The report added that in the coming decades, the share of working-age adults would drop sharply in many countries. It said Spain, with a population of 47 million, is projected to shrink by more than one-third by 2100, with those above age 65 increasing from 20 per cent to 39 per cent of the population. Countries like Mexico, Thailand, Tunisia, and Türkiye may soon need more foreign workers because their population is no longer growing.”
Beyond this demographic shift, the forces driving migration were also changing, making cross-border movements more diverse and complex. “Today, destination and origin countries span all income levels, with many countries such as Mexico, Nigeria, and the U.K. both sending and receiving migrants.”
The report says the number of refugees nearly tripled over the last decade. “About 2.5 per cent of the world’s population (184 million people), including 37 million refugees now live outside their country of nationality. The largest share (43 per cent), live in developing countries. The report underscores the urgency of managing migration better.
The statement quoted Indermit Gill, Chief Economist, World Bank Group as saying, “This report proposes a simple but powerful framework to aid the making of migration and refugee policy. It tells when such policies can be made unilaterally by destination countries, when they are better together, and when they must be considered a multilateral responsibility.”
In Nigeria, since the Federal and State Governments are desirous to eliminate poverty, hunger, illiteracy, diseases and to provide food, healthcare and education to the future generations, then, the Governments should take drastic steps to implement the proposed measures to control future population explosion in the country.
It is not good enough that the Federal Government through the National Population Commission (NPC) does not even know the exact figures of population of Nigerians and non-Nigerians living in the country. If the various telecommunication companies and commercial banks know the exact figures of their customers on a daily basis, then, the Federal Government on the issue of exact population figures of Nigerians and non-Nigerians, should not be left out.

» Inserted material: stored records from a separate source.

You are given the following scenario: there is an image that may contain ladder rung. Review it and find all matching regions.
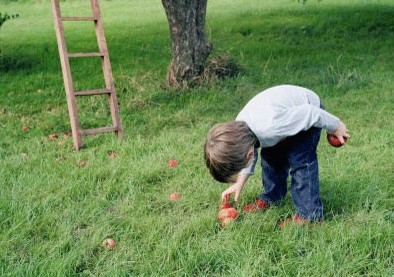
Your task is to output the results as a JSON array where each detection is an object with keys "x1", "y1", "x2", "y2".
[
  {"x1": 62, "y1": 16, "x2": 97, "y2": 21},
  {"x1": 80, "y1": 126, "x2": 119, "y2": 136},
  {"x1": 67, "y1": 52, "x2": 104, "y2": 58},
  {"x1": 74, "y1": 88, "x2": 112, "y2": 96}
]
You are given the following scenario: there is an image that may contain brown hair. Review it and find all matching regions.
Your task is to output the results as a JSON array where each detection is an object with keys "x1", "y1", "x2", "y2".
[{"x1": 204, "y1": 121, "x2": 257, "y2": 183}]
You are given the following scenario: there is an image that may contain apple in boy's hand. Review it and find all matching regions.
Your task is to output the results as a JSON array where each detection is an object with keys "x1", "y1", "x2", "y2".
[
  {"x1": 218, "y1": 208, "x2": 238, "y2": 222},
  {"x1": 101, "y1": 238, "x2": 116, "y2": 250},
  {"x1": 327, "y1": 134, "x2": 347, "y2": 147},
  {"x1": 220, "y1": 199, "x2": 232, "y2": 210}
]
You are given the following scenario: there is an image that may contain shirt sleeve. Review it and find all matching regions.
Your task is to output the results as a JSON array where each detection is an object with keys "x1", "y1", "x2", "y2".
[
  {"x1": 240, "y1": 147, "x2": 259, "y2": 175},
  {"x1": 274, "y1": 104, "x2": 339, "y2": 137}
]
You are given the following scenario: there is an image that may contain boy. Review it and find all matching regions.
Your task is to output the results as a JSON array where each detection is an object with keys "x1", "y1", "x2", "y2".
[{"x1": 204, "y1": 85, "x2": 349, "y2": 226}]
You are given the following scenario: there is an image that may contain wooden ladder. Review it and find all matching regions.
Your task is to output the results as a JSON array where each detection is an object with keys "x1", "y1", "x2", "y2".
[{"x1": 51, "y1": 0, "x2": 123, "y2": 150}]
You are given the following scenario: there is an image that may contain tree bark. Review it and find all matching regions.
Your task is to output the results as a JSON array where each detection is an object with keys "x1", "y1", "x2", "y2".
[{"x1": 162, "y1": 0, "x2": 212, "y2": 87}]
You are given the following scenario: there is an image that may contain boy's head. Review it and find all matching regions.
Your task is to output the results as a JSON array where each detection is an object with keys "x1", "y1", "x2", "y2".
[{"x1": 204, "y1": 121, "x2": 257, "y2": 183}]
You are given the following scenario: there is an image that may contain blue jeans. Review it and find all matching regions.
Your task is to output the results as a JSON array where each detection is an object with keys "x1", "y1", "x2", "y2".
[{"x1": 260, "y1": 127, "x2": 323, "y2": 221}]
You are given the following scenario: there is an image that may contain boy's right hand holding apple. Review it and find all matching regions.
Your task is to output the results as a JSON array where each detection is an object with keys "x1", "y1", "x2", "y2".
[
  {"x1": 328, "y1": 121, "x2": 350, "y2": 144},
  {"x1": 222, "y1": 174, "x2": 249, "y2": 202}
]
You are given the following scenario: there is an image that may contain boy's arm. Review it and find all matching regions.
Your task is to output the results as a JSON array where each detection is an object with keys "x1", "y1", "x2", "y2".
[{"x1": 222, "y1": 147, "x2": 258, "y2": 202}]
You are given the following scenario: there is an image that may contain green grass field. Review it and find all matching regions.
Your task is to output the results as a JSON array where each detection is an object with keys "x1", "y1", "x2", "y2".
[{"x1": 0, "y1": 0, "x2": 394, "y2": 276}]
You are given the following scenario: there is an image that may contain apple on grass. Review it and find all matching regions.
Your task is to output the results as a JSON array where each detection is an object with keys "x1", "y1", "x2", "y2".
[
  {"x1": 101, "y1": 238, "x2": 116, "y2": 250},
  {"x1": 169, "y1": 191, "x2": 181, "y2": 201},
  {"x1": 167, "y1": 159, "x2": 178, "y2": 167}
]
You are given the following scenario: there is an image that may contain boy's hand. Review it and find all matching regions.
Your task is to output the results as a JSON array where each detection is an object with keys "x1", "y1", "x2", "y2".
[
  {"x1": 332, "y1": 121, "x2": 350, "y2": 144},
  {"x1": 222, "y1": 174, "x2": 249, "y2": 202}
]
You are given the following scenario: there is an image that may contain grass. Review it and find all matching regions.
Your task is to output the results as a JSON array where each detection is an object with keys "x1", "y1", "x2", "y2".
[{"x1": 0, "y1": 0, "x2": 394, "y2": 276}]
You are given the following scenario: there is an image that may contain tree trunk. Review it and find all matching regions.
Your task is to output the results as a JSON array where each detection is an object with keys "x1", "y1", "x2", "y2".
[{"x1": 162, "y1": 0, "x2": 212, "y2": 87}]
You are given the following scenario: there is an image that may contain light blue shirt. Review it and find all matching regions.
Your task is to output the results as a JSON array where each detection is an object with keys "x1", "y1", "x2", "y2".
[{"x1": 236, "y1": 85, "x2": 339, "y2": 174}]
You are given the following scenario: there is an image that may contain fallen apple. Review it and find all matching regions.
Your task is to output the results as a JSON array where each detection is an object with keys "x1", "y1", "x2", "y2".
[
  {"x1": 327, "y1": 134, "x2": 347, "y2": 147},
  {"x1": 101, "y1": 238, "x2": 116, "y2": 250},
  {"x1": 170, "y1": 191, "x2": 181, "y2": 201},
  {"x1": 167, "y1": 159, "x2": 178, "y2": 167},
  {"x1": 220, "y1": 217, "x2": 235, "y2": 228},
  {"x1": 218, "y1": 208, "x2": 238, "y2": 221}
]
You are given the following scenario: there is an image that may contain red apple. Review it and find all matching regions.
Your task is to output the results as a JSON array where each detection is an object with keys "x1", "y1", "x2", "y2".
[
  {"x1": 218, "y1": 208, "x2": 238, "y2": 221},
  {"x1": 220, "y1": 199, "x2": 232, "y2": 210},
  {"x1": 170, "y1": 191, "x2": 181, "y2": 201},
  {"x1": 220, "y1": 217, "x2": 235, "y2": 228},
  {"x1": 327, "y1": 134, "x2": 347, "y2": 147},
  {"x1": 101, "y1": 238, "x2": 116, "y2": 250},
  {"x1": 167, "y1": 159, "x2": 178, "y2": 167}
]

It is a fact that the economic and social reforms cannot be undertaken without knowing the exact statistics of population of the people. As emphasised in the World Bank report that said international cooperation was essential to make migration a strong force for development, bilateral cooperation can strengthen the match of migrants’ skills with the needs of destination societies. It added that multilateral efforts were needed to share the costs of refugee-hosting and to address distressed migration.
Despite these facts, Nigeria has a lot more to do to ensure a more organised migration pattern that will make the ‘Japa’ syndrome more successful than it is expected to be. This also suggests that more attention should be given to birth control, especially with teenage child births and unwanted children across the length and breadth of the country. More regulations should go into the birth pattern of couples and single mothers across the nation.
While this is going on, the constant monitoring of population statistics should not be done once in almost a decade, but should be more regular with needed statistics given to child births as they occur across the country on a regular basis. This is not leaving out an up-to-date death record using different means of obtaining records.
This is why the migration debate must be heard: which includes developing countries, the private sector, major stakeholders, migrants and refugees themselves. While this is going on, adequate attention should also be given to data preservation, population capturing and population control; which are sure ways of making migration more organised and better managed.